Ich kann nicht gerade behaupten, dass ich in der Schule besonders an Geschichte interessiert war. In meiner Erinnerung bestand der Geschichtsunterricht meiner gesamten Schulzeit zu 35% aus der französischen Revolution und zu 55% aus der Zeit zwischen Bismarck und Hitler. Und zwischen zig Abkommen und Verträgen mit mehr oder minder wohlklingenden Namen habe ich den Kontakt verloren, weil ich nicht gelernt habe, was mich wirklich interessiert hat: wer waren diese Menschen, die vor so langer Zeit gelebt haben, und wie haben sie gelebt, wie haben sie gedacht? Nicht nur die, die ohnehin in den Geschichtsbüchern standen, was war mit dem normalen Volk, über die kaum jemand berichtet hat? Wie hat man zu dieser Zeit seinen Tag verbracht, wie hat man geheiratet, wie ist man gestorben?

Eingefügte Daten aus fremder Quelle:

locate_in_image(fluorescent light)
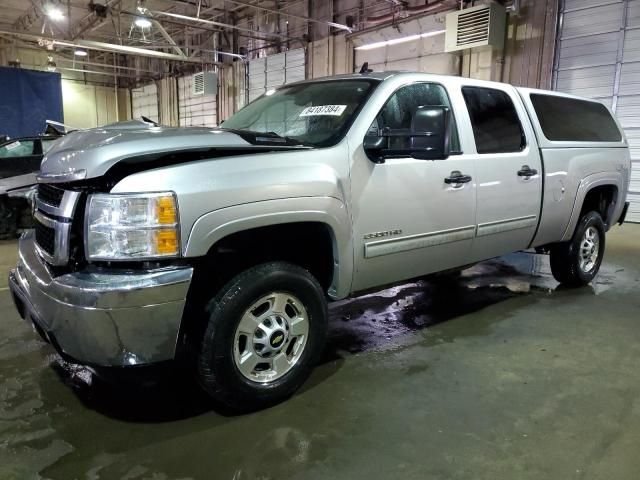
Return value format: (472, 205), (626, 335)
(134, 17), (151, 28)
(46, 6), (64, 22)
(354, 30), (445, 50)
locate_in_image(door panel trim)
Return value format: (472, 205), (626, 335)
(364, 225), (476, 258)
(476, 215), (538, 237)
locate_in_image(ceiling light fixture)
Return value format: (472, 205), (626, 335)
(354, 30), (445, 50)
(46, 6), (64, 22)
(47, 55), (57, 72)
(134, 17), (151, 28)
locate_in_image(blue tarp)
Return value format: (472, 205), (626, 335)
(0, 67), (64, 138)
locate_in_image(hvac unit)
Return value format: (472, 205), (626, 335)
(191, 72), (218, 96)
(444, 3), (507, 52)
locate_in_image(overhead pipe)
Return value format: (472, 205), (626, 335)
(364, 0), (457, 26)
(150, 10), (288, 40)
(221, 0), (353, 33)
(0, 30), (210, 63)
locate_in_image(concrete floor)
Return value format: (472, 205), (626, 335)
(0, 225), (640, 480)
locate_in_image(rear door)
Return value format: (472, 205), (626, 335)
(462, 85), (543, 261)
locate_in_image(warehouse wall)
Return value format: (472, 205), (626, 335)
(62, 80), (131, 128)
(0, 48), (131, 128)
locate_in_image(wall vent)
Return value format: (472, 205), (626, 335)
(445, 3), (507, 52)
(191, 72), (218, 96)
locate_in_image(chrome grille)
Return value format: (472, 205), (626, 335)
(34, 184), (80, 266)
(36, 222), (56, 255)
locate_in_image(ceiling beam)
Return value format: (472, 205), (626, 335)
(0, 30), (213, 64)
(226, 0), (353, 33)
(150, 11), (290, 40)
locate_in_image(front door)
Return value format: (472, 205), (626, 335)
(462, 86), (543, 262)
(351, 82), (476, 291)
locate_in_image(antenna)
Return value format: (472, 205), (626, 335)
(360, 62), (373, 73)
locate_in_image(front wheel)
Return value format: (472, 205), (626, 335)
(550, 212), (605, 287)
(198, 262), (328, 411)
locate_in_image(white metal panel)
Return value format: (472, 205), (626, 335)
(131, 83), (160, 122)
(562, 0), (622, 38)
(248, 48), (305, 102)
(554, 0), (640, 222)
(178, 77), (218, 127)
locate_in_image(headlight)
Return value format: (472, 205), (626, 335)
(85, 192), (180, 260)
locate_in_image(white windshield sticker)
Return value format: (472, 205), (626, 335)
(300, 105), (347, 117)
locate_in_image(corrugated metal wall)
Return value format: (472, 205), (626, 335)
(178, 76), (218, 127)
(351, 12), (460, 75)
(554, 0), (640, 222)
(131, 83), (159, 122)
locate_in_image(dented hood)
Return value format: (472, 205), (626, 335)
(40, 120), (255, 181)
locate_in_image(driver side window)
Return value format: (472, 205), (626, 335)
(369, 83), (460, 153)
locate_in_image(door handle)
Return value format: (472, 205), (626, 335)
(518, 165), (538, 177)
(444, 170), (471, 185)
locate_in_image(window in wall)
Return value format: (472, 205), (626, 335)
(370, 83), (460, 153)
(462, 87), (526, 153)
(531, 93), (622, 142)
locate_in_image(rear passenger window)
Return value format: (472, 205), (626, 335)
(531, 93), (622, 142)
(462, 87), (526, 153)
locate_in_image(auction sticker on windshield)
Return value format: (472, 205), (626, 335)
(300, 105), (347, 117)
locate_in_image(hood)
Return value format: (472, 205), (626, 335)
(40, 120), (254, 179)
(0, 173), (37, 195)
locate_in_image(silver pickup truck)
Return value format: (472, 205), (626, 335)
(10, 72), (630, 410)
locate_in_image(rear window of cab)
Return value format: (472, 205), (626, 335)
(530, 93), (622, 142)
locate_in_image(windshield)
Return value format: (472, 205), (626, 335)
(222, 79), (378, 147)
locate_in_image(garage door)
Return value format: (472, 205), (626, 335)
(249, 48), (305, 102)
(554, 0), (640, 222)
(178, 76), (218, 127)
(351, 13), (460, 75)
(131, 83), (160, 122)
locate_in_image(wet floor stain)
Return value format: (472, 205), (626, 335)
(0, 249), (637, 480)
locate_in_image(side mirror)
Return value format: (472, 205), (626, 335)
(363, 106), (451, 163)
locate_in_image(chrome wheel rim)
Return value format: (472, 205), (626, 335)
(233, 292), (309, 383)
(580, 227), (600, 273)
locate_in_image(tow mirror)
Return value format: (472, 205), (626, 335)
(363, 106), (451, 163)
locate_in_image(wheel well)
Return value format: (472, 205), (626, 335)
(580, 185), (618, 228)
(196, 222), (334, 293)
(176, 222), (334, 361)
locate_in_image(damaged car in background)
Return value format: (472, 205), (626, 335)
(0, 122), (64, 239)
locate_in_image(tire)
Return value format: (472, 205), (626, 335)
(197, 262), (328, 412)
(550, 212), (605, 287)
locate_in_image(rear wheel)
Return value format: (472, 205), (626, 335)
(198, 262), (327, 411)
(550, 212), (605, 287)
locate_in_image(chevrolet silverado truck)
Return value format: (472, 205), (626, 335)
(10, 72), (630, 410)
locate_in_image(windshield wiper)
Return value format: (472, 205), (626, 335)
(220, 127), (313, 147)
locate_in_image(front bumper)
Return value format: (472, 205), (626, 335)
(9, 231), (193, 366)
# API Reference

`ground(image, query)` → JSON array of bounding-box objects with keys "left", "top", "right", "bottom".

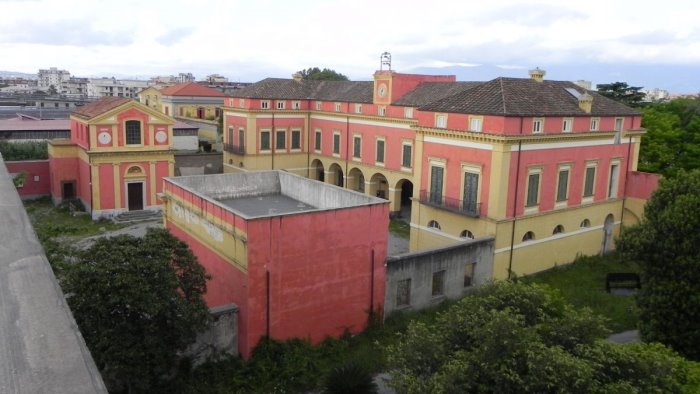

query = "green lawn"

[
  {"left": 520, "top": 254, "right": 639, "bottom": 332},
  {"left": 24, "top": 198, "right": 125, "bottom": 239}
]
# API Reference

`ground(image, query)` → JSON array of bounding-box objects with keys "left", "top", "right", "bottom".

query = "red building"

[{"left": 163, "top": 171, "right": 389, "bottom": 357}]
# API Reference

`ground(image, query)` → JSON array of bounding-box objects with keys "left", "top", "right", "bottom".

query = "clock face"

[
  {"left": 156, "top": 130, "right": 168, "bottom": 144},
  {"left": 97, "top": 131, "right": 112, "bottom": 145},
  {"left": 377, "top": 84, "right": 386, "bottom": 97}
]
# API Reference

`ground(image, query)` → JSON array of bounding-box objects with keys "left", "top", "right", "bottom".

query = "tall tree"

[
  {"left": 61, "top": 229, "right": 208, "bottom": 392},
  {"left": 597, "top": 82, "right": 645, "bottom": 107},
  {"left": 617, "top": 170, "right": 700, "bottom": 360},
  {"left": 297, "top": 67, "right": 348, "bottom": 81},
  {"left": 387, "top": 282, "right": 688, "bottom": 394}
]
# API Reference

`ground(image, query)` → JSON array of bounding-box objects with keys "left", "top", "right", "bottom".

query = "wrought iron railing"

[{"left": 420, "top": 190, "right": 481, "bottom": 217}]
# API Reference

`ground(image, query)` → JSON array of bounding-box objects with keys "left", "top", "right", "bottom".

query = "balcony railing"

[
  {"left": 420, "top": 190, "right": 481, "bottom": 218},
  {"left": 224, "top": 144, "right": 245, "bottom": 155}
]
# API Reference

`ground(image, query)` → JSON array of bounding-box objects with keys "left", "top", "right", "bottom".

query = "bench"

[{"left": 605, "top": 272, "right": 642, "bottom": 293}]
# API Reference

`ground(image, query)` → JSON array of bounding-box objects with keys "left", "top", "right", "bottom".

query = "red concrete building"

[{"left": 163, "top": 171, "right": 389, "bottom": 357}]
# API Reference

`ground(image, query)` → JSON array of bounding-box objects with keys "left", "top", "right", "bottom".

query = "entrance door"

[{"left": 126, "top": 182, "right": 143, "bottom": 211}]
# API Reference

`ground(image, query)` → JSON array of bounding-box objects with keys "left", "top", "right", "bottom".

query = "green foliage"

[
  {"left": 0, "top": 141, "right": 49, "bottom": 161},
  {"left": 61, "top": 229, "right": 208, "bottom": 392},
  {"left": 618, "top": 170, "right": 700, "bottom": 360},
  {"left": 597, "top": 82, "right": 645, "bottom": 107},
  {"left": 387, "top": 282, "right": 688, "bottom": 393},
  {"left": 639, "top": 98, "right": 700, "bottom": 176},
  {"left": 325, "top": 362, "right": 377, "bottom": 394},
  {"left": 518, "top": 253, "right": 639, "bottom": 332},
  {"left": 297, "top": 67, "right": 348, "bottom": 81}
]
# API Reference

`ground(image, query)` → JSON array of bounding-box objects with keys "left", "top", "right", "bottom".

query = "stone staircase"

[{"left": 112, "top": 211, "right": 163, "bottom": 223}]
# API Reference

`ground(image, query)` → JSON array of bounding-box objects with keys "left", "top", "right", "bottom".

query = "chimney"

[
  {"left": 528, "top": 67, "right": 547, "bottom": 82},
  {"left": 578, "top": 93, "right": 593, "bottom": 114}
]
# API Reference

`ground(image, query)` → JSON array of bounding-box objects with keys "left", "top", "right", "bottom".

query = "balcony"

[
  {"left": 224, "top": 144, "right": 245, "bottom": 155},
  {"left": 420, "top": 190, "right": 481, "bottom": 218}
]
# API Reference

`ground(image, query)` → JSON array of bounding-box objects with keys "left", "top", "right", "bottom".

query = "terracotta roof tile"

[
  {"left": 160, "top": 82, "right": 224, "bottom": 97},
  {"left": 420, "top": 78, "right": 639, "bottom": 116},
  {"left": 72, "top": 97, "right": 131, "bottom": 119}
]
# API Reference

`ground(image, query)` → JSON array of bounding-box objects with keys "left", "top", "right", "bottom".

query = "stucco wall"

[{"left": 384, "top": 238, "right": 494, "bottom": 317}]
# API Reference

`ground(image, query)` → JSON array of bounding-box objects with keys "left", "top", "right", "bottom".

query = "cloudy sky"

[{"left": 0, "top": 0, "right": 700, "bottom": 92}]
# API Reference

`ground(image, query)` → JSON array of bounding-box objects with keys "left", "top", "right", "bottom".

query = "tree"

[
  {"left": 387, "top": 282, "right": 688, "bottom": 393},
  {"left": 617, "top": 170, "right": 700, "bottom": 360},
  {"left": 297, "top": 67, "right": 348, "bottom": 81},
  {"left": 61, "top": 229, "right": 208, "bottom": 392},
  {"left": 597, "top": 82, "right": 645, "bottom": 107}
]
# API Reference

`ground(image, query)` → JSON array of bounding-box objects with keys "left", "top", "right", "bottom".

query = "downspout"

[{"left": 508, "top": 117, "right": 523, "bottom": 279}]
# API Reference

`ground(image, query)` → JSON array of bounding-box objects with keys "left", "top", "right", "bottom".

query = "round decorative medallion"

[
  {"left": 156, "top": 130, "right": 168, "bottom": 144},
  {"left": 97, "top": 131, "right": 112, "bottom": 145}
]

Im Jahr vor meinem Abitur bin ich dann mit meinen Eltern nach London gefahren. Und dort hat mich dann die sprichwörtliche historische Muse geküsst, als unser Sightseeing-Bus am Tower vorbeifuhr und der Fremdenführer von der Hinrichtung Anne Boleyns erzählte. Irgendwie fand ich den Gedanken, nahe an diesem Ort zu sein, wo das Leben dieser Frau vor so vielen Jahrhunderten endete, faszinierend. Kaum zuhause, kaufte ich mein erstes Buch über die sechs Frauen Heinrichs VIII. – und so begann es.

Die Tudors wurden also meine erste Faszination und warteten bereits mit einer Menge spannender Persönlichkeiten, über Heinrich VIII., Anne Boleyn, Katharina von Aragon bis zu Elizabeth I. auf. Zudem lebten sie in einer Zeit der Umbrüche: im 16. Jahrhundert veränderte sich allein durch die Reformation ganz Europa. Um alles auch nur halbwegs verstehen zu können, lernte man automatisch auch die Geschichte der anderen Länder und Dynastien mit.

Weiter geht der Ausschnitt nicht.